Every Monday, Wednesday, and Saturday I’d trek up the stairs and hear it. It was loud; it was scary, it was the sound that I called a whole lot of NOPE. It was Groove. The lights were off, the disco ball was going, the music was crazy loud, and I NOPE’d myself past the room each week. The final week of the challenge arrived, and it could be avoided no longer. Like a teenager in a horror movie that offers to check things out alone, I made my way up the stairs and into the dark fearing that I’d never make it out alive. I planted myself in the furthest possible corner and prayed the hour would pass quickly. That first class was nothing short of a hot mess, and my “dance moves” were similar to that of someone that was being attacked by a bear that was being attacked by bees. That would’ve been a lot more entertaining to watch. The dance moves are best described as a convulsive death dance. (FYI, I plan to trademark that dance). After an hour of convulsing and swearing at myself the entire time, I walked up to Tricia afterward and made it clear that I didn’t want to be there but did it anyway. I’m pretty sure I thought she’d give me a participation trophy just for showing up. I’m still waiting for my trophy, but at this point, I’d accept a medal or embossed certificate with a gold seal on it…and maybe some glitter.
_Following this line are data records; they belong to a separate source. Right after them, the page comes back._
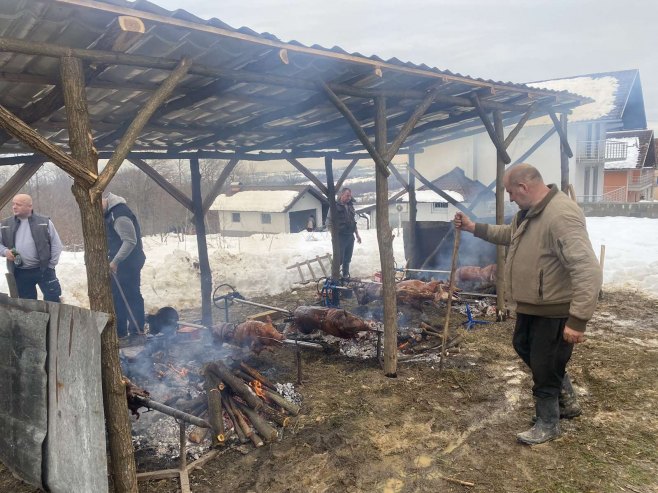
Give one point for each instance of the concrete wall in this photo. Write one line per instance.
(635, 209)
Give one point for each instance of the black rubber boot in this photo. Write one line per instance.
(569, 407)
(547, 426)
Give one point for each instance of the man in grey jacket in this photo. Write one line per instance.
(32, 247)
(126, 255)
(554, 278)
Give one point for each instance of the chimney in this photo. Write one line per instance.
(234, 187)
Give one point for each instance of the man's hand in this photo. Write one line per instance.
(463, 222)
(573, 336)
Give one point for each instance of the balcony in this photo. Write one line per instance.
(590, 151)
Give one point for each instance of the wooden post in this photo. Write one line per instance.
(500, 218)
(331, 196)
(413, 213)
(385, 241)
(564, 158)
(99, 289)
(202, 245)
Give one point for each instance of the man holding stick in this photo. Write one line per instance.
(554, 278)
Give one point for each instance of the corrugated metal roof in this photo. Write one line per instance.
(218, 113)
After the first class, I was convinced I’d never go again. I went home and bragged to my husband that I took the class and didn’t ever have to go back. Yes, I bragged about being a Groove drop out one class. I talked and talked…and talked about the class that night, and he finally responded, “Are you going to join something else because I feel like you’re going to join something else.” I promised him that I was not going to join. At this point, I should admit that when I say I won’t join something, it’s a lie about 99.9% of the time. I couldn’t stop thinking about Groove, and was told by a friend that there were videos online I could do at home. This was exciting! I was going to dance at home like a superstar! Even though my dancing remained terrible, I was able to stop the videos and replay them until I could understand the dances. My only other option was to yell out during class and ask Tricia to stop and explain something every ten seconds. I spent many nights practicing and sweating in my room to Groove. I didn’t realize that there would be so much sweating involved because I was rewinding the dances so often. I’m sure the rewinding made me sweat more. The videos gave me the extra boost of confidence I needed and I officially decided that I was not going to be a Groove drop out.
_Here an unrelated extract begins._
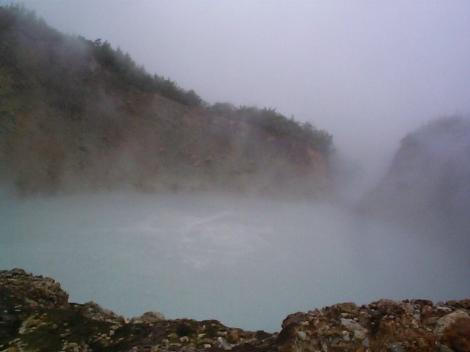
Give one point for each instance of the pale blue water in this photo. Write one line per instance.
(246, 262)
Each class I went to go was easier than the last class. Today I attended my 60th class.
I keep going back because:
1. Tricia’s energy is nothing short of magnetic and her personal story resonated with me.
2. Dancing got easier. I even began to request songs that I knew!
3. I became an incredible dancer and now dance in the first row and could probably teach the class.
The last one is a total lie, I’m still in the back but have left my corner and moved up two rows and one space…not that I’m keeping track or anything. I’m hoping to make it to the first row by 2020. In the meantime, I’ll just keep perfecting my convulsive death dance while moving up one space at a time.